In our experience, the enthusiasm for slashing government spending is a lot more subdued when people have a clearer idea about exactly what services they'll lose.
But the Republicans in Olympia were right on important points. If Democrats had been more open to the minority's ideas for dealing with this crisis, voters would have been better served.
One good idea was to meet early and identify cuts that might draw bipartisan support. Delaying the savings only deepens the deficit.
A more cooperative approach might have rallied enough support in the Legislature to overcome opposition to needed changes.
The state's liquor monopoly comes to mind. State Auditor Brian Sonntag's office recently found that Washington could increase revenue by as much as $277 million over five years by changing the current system.
It's only a small step toward solvency, but lawmakers on both sides of the aisle see the potential. It's disconcerting that Democrats didn't manage to pick off even this low-hanging fruit before considering tax increases.
Expect to hear Republican candidates drive that point home as this year's campaigns heat up.
Democrats have to be worried. The picture from Olympia wasn't pretty. The $31 billion supplemental two-year budget only emerged after lawmakers extended the legislative session by a month.
It didn't help that the only way to do it was to overturn the voter-mandated requirement for a two-thirds majority to institute new taxes.
The end result only looks like a balanced budget if you squint. It's a hodge-podge of new taxes, cuts in education and other government programs, federal dollars and some creative accounting.

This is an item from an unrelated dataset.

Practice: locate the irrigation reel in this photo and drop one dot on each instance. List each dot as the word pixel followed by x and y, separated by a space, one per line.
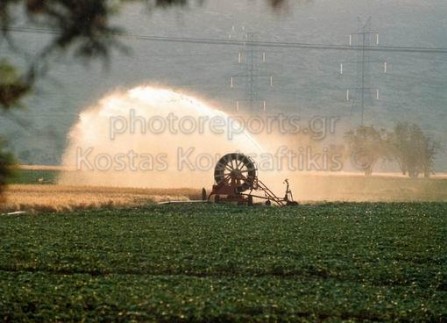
pixel 236 180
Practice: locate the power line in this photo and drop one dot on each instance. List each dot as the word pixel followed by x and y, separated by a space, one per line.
pixel 232 42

Much of the public's ire is aimed at the nearly $800 million tax package enacted to help balance the budget.
A lot of the new taxes were tagged to nonessentials -- cigarettes, bottled water, soda, candy, gum and mass-produced beer.
The Legislature also increased the business and occupation tax on doctors, lawyers, hairdressers and other service providers.
That package may be less of a drag on the state's economy than a general increase in the sales tax, but the Democrats will have a tough time putting a positive spin on it.
Republicans complain that the Legislature merely "kicked the can" into the next session without addressing the state's underlying financial troubles.
They're right. The growth in state government is unsustainable. Temporary fixes and hopes for a better tomorrow won't change that.
It might be unfair to expect the Legislature to fix the state's fiscal mess in the middle of the two-year cycle, when their task is to supplement the existing biennial budget rather than draft a complete document.
But next year, lawmakers must make fundamental changes that bring the cost of state government under control. It won't be easy.
The public's desperation for more fiscal responsibility in Olympia seems likely to translate to some additional seats for Republicans.
It's a long climb to a majority for the GOP. The ratio of Democrats to Republicans is 61-37 in the House and 31-18 in the Senate.
But it's realistic to expect the Republicans to gain enough ground to be relevant in the legislative debate again.
A better balance may be the perfect prescription for the state's financial ills. When ideas have to compete, better policy is the natural result.